Personal information
- Born: February 15, 1991 (age 35) Kingston, Ontario, Canada

Sport
- Sport: Swimming

= Jenna Lambert =

Canadian swimmer

Jenna Lambert (born February 15, 1991) is a Canadian long-distance swimmer. She became the first female with a physical disability to swim across Lake Ontario when she was fifteen. On 18 July 2006, she entered Lake Ontario in Baird Point, New York and swam 34 kilometres to Lake Ontario Park in Kingston, Ontario and completed her feat on 19 July in 32 hours and 18 minutes.

==Biography==
Jenna lives in Harrowsmith, Ontario, with her parents Ron and Christine Lambert, and her sister Natalie Lambert, who also is a marathon swimmer, on a hobby farm.

The swim, which was predicted to take 24 hours, was extended when Jenna faced strong winds, and waves that pushed directly against her for the majority of the swim.

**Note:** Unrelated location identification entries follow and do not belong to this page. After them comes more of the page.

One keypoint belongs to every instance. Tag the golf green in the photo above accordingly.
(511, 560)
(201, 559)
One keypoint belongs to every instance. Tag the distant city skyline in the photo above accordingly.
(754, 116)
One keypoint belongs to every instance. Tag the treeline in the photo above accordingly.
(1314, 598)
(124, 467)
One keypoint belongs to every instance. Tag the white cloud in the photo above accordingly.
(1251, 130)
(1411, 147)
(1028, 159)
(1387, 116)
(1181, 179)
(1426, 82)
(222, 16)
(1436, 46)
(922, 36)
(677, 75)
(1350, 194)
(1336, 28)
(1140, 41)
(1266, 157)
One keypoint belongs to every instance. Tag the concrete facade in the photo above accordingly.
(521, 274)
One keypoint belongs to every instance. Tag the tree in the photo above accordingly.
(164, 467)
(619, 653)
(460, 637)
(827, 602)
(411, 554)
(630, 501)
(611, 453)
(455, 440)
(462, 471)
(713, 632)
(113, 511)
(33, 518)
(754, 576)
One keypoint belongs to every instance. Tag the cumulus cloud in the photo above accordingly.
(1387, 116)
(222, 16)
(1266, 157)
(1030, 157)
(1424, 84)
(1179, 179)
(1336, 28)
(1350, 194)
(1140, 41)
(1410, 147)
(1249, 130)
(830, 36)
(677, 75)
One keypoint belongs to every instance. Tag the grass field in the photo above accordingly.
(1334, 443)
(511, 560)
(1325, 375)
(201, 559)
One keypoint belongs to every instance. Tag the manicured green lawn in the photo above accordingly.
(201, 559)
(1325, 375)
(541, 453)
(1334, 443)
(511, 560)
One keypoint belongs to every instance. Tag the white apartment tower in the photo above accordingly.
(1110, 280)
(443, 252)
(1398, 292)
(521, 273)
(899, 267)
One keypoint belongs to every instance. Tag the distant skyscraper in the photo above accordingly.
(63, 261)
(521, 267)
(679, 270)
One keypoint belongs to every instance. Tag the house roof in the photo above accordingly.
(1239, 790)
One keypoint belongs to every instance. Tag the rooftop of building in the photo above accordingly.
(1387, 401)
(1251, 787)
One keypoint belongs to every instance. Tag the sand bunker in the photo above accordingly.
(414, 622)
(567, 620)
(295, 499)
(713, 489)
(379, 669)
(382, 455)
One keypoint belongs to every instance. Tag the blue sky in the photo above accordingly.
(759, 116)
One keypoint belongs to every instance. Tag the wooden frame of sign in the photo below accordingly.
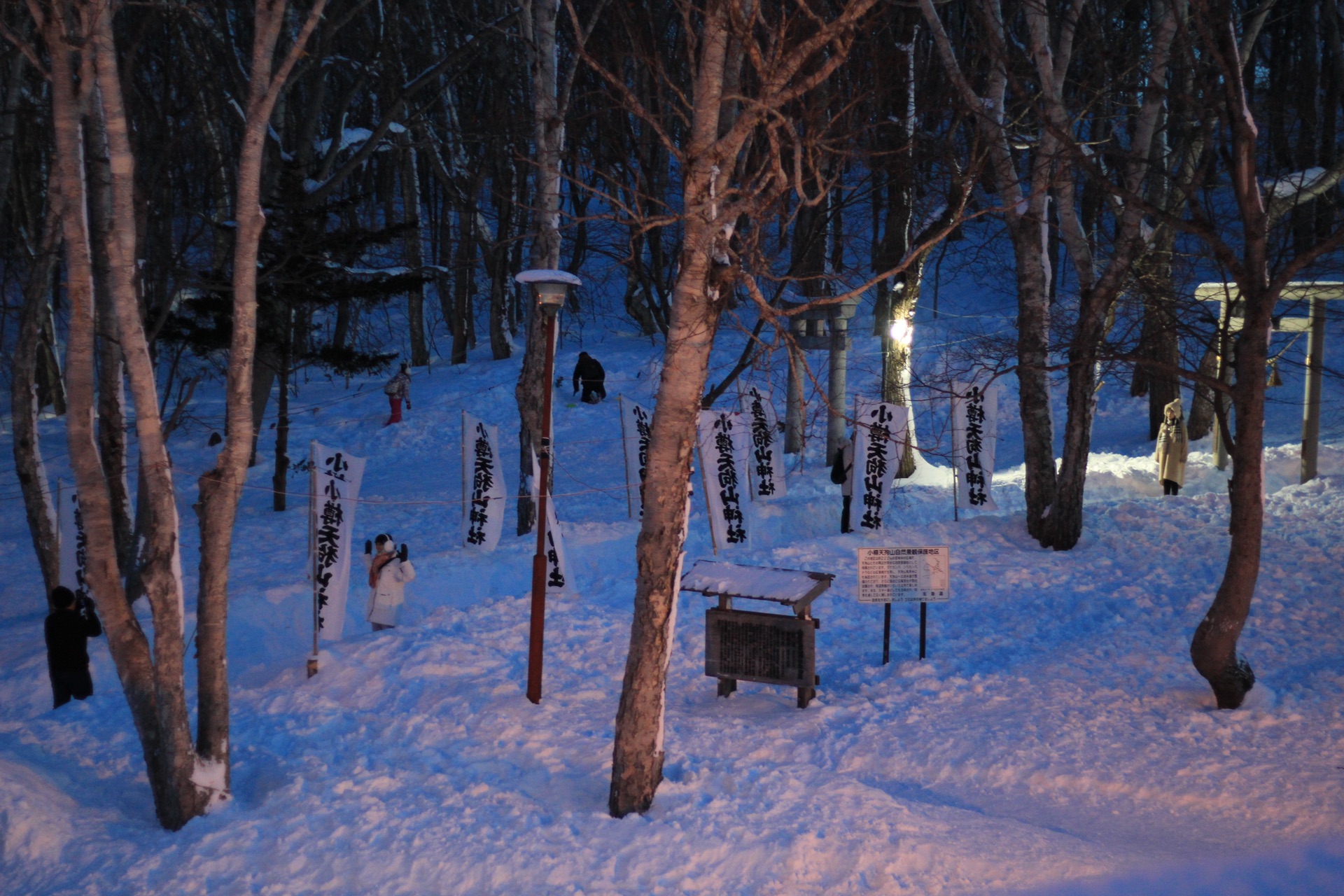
(769, 648)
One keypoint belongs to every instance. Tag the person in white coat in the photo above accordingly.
(1172, 449)
(388, 571)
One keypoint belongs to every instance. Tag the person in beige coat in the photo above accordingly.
(1172, 449)
(388, 571)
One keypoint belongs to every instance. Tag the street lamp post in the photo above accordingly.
(550, 288)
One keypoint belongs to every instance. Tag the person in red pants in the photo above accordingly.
(398, 390)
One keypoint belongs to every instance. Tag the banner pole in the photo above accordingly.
(955, 468)
(886, 633)
(625, 458)
(59, 496)
(464, 466)
(312, 545)
(705, 486)
(924, 620)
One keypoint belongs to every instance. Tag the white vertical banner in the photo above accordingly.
(74, 547)
(723, 451)
(484, 482)
(766, 454)
(558, 580)
(337, 477)
(974, 433)
(636, 421)
(879, 434)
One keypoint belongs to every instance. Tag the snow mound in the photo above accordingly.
(35, 816)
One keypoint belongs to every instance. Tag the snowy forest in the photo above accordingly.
(401, 394)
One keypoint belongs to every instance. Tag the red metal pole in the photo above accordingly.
(538, 633)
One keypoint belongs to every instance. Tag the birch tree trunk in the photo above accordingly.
(156, 701)
(220, 488)
(112, 394)
(1097, 292)
(638, 751)
(549, 144)
(1025, 216)
(414, 254)
(1214, 645)
(23, 402)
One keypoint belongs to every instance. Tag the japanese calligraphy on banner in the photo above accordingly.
(558, 580)
(904, 574)
(74, 546)
(766, 463)
(636, 421)
(879, 435)
(723, 451)
(337, 477)
(974, 431)
(486, 484)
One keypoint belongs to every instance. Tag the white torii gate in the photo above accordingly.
(1230, 320)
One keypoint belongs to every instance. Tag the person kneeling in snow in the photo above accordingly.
(1172, 449)
(590, 375)
(388, 571)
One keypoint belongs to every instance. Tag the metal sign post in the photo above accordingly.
(888, 575)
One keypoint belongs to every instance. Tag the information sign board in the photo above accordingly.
(904, 574)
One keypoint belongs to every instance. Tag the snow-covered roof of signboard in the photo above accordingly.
(762, 583)
(543, 276)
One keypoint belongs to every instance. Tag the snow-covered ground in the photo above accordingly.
(1057, 738)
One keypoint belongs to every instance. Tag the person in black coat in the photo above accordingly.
(69, 628)
(589, 374)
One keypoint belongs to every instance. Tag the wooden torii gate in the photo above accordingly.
(1230, 317)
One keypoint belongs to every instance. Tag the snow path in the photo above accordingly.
(1056, 732)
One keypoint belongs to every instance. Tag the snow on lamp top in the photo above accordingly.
(549, 285)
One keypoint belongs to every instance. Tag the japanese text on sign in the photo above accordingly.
(904, 574)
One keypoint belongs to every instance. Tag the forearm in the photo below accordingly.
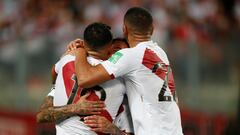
(54, 114)
(117, 131)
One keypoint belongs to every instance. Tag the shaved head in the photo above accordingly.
(139, 20)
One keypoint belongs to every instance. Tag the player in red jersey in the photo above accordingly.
(64, 103)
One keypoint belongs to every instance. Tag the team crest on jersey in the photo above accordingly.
(115, 57)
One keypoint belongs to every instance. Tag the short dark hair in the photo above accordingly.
(121, 40)
(139, 19)
(97, 36)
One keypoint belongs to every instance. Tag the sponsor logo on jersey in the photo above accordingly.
(115, 57)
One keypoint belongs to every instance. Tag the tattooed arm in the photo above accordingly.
(49, 113)
(101, 124)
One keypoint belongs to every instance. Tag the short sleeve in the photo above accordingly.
(120, 63)
(51, 93)
(57, 67)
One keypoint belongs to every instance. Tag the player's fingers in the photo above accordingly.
(91, 125)
(92, 117)
(97, 109)
(97, 129)
(85, 96)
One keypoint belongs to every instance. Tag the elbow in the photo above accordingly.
(83, 83)
(40, 118)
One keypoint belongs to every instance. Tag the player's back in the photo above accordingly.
(111, 92)
(154, 110)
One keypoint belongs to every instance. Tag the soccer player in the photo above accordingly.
(67, 103)
(147, 75)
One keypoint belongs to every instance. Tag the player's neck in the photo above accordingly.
(134, 40)
(96, 55)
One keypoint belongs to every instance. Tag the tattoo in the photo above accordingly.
(49, 113)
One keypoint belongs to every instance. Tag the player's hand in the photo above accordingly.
(101, 124)
(85, 107)
(73, 45)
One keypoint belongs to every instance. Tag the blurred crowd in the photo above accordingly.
(203, 34)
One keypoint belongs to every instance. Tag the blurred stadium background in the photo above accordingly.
(201, 37)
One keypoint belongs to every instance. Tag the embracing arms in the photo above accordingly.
(50, 113)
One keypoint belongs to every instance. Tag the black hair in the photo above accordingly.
(97, 36)
(139, 20)
(121, 40)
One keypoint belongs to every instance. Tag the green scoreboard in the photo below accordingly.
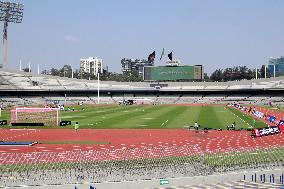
(172, 73)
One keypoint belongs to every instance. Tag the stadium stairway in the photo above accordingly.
(228, 185)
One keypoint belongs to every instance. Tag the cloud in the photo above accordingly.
(71, 38)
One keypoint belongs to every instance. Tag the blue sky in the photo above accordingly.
(214, 33)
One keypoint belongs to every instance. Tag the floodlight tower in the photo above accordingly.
(9, 12)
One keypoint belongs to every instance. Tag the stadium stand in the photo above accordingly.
(23, 88)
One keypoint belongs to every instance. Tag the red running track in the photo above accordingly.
(133, 138)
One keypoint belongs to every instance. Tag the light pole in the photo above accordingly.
(98, 88)
(9, 12)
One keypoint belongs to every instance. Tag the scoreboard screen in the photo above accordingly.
(173, 73)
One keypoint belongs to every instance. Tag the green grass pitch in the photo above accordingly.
(149, 117)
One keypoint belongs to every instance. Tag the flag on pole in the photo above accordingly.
(170, 56)
(151, 57)
(163, 52)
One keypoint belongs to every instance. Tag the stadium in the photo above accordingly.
(140, 134)
(158, 124)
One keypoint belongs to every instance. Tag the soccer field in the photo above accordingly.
(158, 117)
(149, 117)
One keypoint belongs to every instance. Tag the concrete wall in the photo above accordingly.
(212, 179)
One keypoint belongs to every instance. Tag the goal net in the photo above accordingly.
(47, 116)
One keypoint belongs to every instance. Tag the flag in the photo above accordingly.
(151, 57)
(163, 52)
(170, 55)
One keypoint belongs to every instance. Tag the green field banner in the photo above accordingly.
(172, 73)
(164, 181)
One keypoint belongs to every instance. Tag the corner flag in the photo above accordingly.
(163, 52)
(170, 56)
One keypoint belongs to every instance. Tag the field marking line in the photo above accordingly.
(238, 117)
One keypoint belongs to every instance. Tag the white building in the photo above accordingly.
(92, 65)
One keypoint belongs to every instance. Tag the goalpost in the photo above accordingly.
(47, 116)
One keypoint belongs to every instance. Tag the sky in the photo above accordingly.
(216, 34)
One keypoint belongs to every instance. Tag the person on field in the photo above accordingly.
(76, 127)
(196, 126)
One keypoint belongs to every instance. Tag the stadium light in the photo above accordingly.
(9, 12)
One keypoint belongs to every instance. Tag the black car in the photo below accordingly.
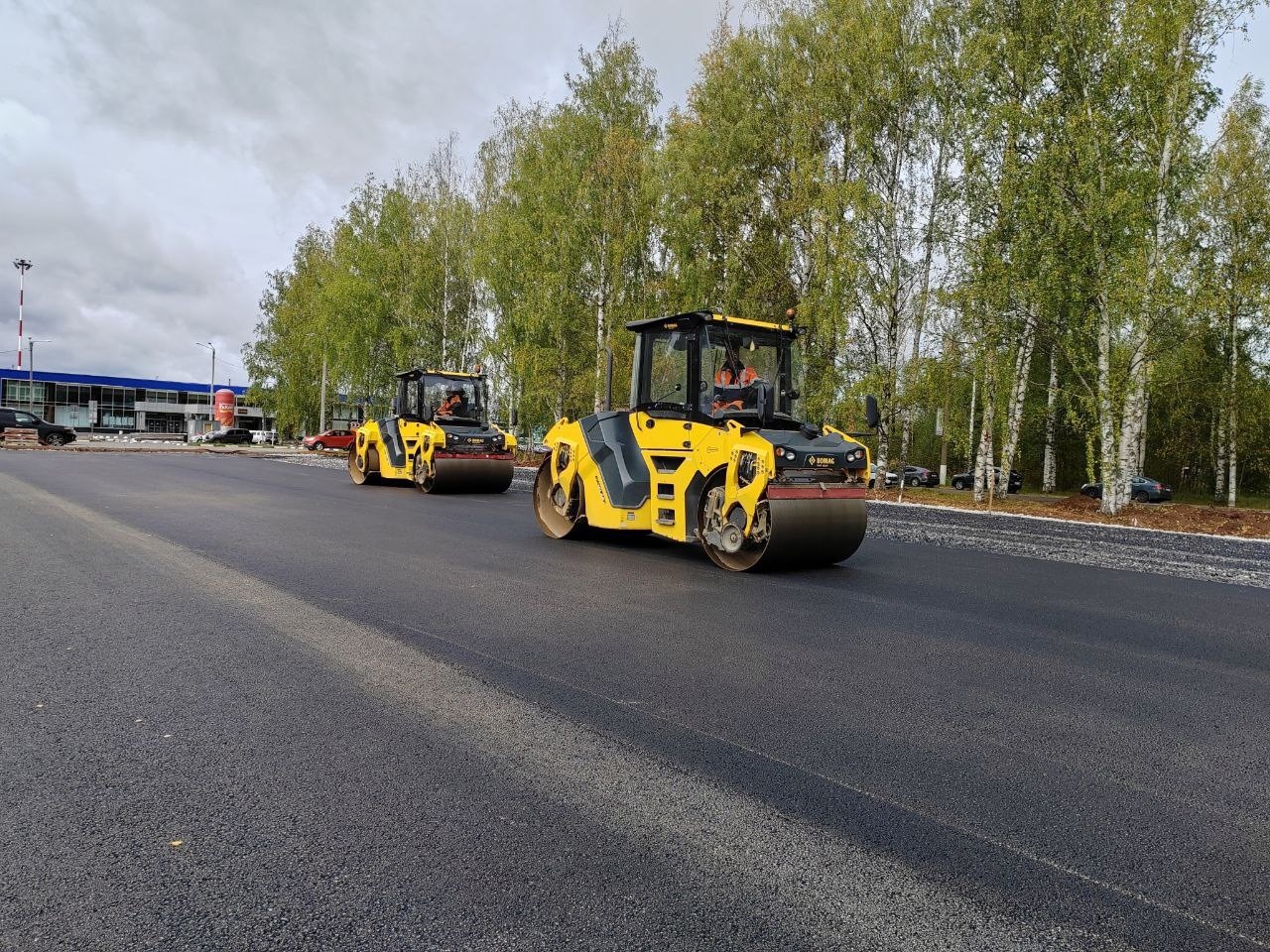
(234, 434)
(965, 480)
(1142, 489)
(51, 434)
(915, 476)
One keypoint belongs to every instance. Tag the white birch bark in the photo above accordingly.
(1232, 422)
(1109, 458)
(1219, 461)
(1133, 419)
(599, 354)
(983, 462)
(1015, 412)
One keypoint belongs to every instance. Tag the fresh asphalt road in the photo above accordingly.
(248, 705)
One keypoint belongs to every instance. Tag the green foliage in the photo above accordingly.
(939, 188)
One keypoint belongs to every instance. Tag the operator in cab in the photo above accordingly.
(453, 404)
(733, 375)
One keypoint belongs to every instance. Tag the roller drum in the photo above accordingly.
(804, 532)
(458, 475)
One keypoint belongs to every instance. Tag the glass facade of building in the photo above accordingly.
(118, 404)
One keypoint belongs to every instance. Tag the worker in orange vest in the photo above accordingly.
(452, 404)
(733, 373)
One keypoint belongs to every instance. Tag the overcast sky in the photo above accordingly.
(158, 158)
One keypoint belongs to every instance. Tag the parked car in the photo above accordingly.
(965, 480)
(230, 434)
(889, 480)
(329, 439)
(915, 476)
(1142, 489)
(51, 434)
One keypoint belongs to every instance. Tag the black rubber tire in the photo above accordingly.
(550, 521)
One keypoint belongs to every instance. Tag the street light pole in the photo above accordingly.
(23, 266)
(31, 372)
(321, 422)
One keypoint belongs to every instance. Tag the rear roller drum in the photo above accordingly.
(559, 516)
(457, 475)
(363, 470)
(786, 534)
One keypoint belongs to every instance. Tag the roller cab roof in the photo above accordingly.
(695, 318)
(417, 372)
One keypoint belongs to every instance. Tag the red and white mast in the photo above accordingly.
(23, 266)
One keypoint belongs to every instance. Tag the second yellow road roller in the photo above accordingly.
(437, 436)
(712, 449)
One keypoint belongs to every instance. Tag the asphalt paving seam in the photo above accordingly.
(818, 879)
(1220, 558)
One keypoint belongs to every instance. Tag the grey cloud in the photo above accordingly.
(158, 158)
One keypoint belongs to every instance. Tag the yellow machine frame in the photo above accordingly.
(434, 456)
(689, 460)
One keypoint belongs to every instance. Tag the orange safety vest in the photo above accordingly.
(726, 379)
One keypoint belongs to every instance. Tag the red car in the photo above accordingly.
(329, 439)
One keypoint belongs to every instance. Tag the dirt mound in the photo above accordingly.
(1076, 503)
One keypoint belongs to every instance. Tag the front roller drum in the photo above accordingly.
(794, 534)
(365, 468)
(458, 475)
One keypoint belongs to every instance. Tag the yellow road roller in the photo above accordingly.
(712, 449)
(439, 436)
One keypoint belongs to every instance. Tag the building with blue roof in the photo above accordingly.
(96, 404)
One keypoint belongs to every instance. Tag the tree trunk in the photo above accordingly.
(599, 356)
(1232, 421)
(1015, 412)
(983, 463)
(1048, 477)
(1109, 467)
(1132, 422)
(1219, 460)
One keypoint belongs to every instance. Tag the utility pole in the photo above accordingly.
(211, 388)
(321, 422)
(31, 372)
(23, 266)
(974, 394)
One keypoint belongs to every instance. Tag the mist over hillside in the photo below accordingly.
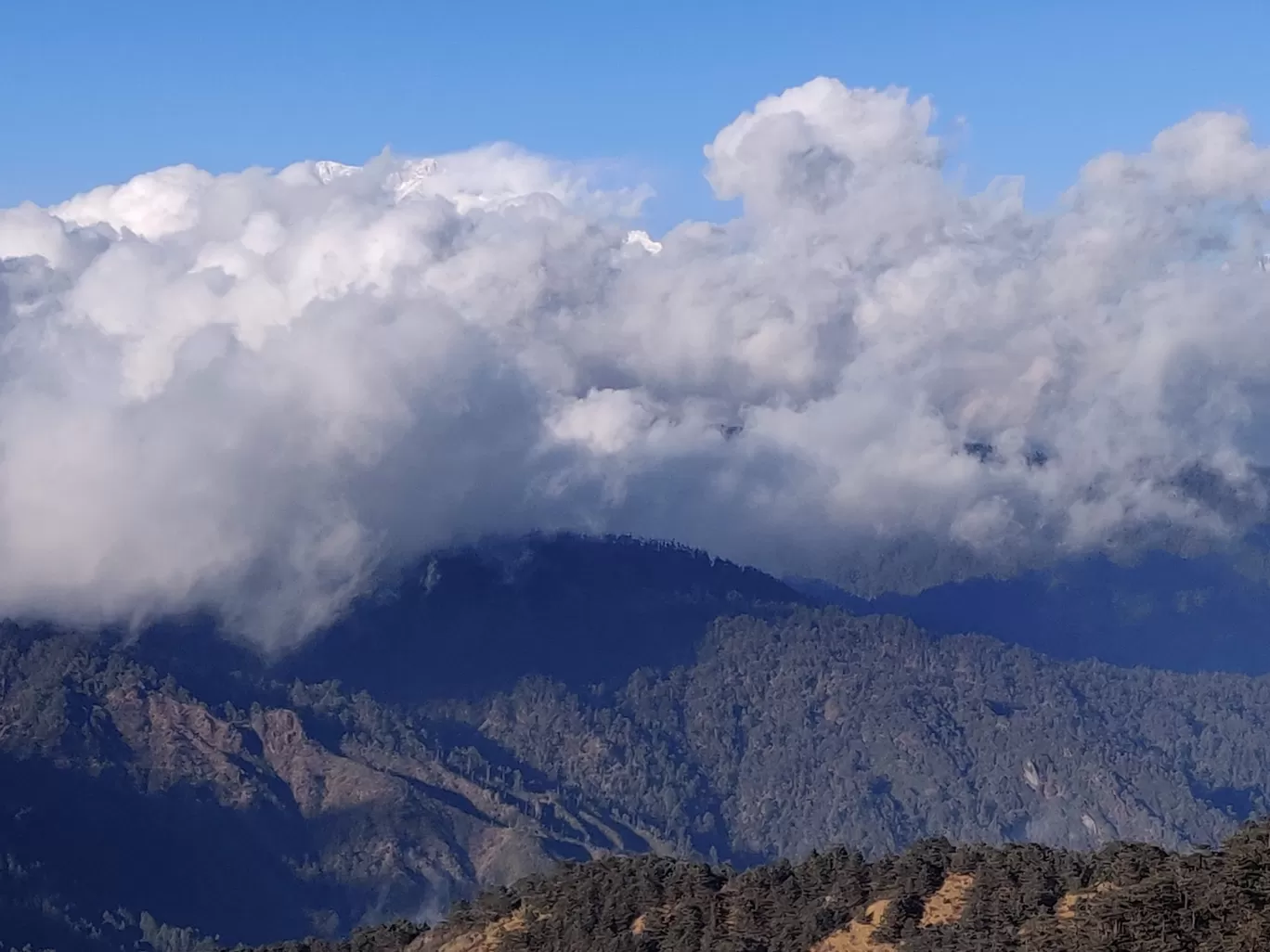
(186, 787)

She accomplished this feat despite not being able to use her legs due to cerebral palsy. She did it to raise money to build a new swimming pool for disabled persons in her native Kingston, Ontario.

Jenna Lambert also won Athlete of the year in 2007. In 2009, Jenna also completed a one-woman ultra-triathlon in an effort to raise further awareness for the Y Knot Abilities Programs. This was a 270 km journey which took her from Belleville to Ottawa in 48 hours and 17 mins. Divided into three parts, the adventure was 1 part swim (30 km) 1 part hand-cycle (230 km) and 1 part wheel in a manual wheelchair (10 km).

Jenna is now focusing on her competitive aspirations and is swimming as a part of Team Canada. Jenna attended Wilfrid Laurier University and she competed at the 2011 Parapan American Games in Guadalajara, Mexico where she finished in eighth position in 100m breaststroke, 100m freestyle and 100m backstroke.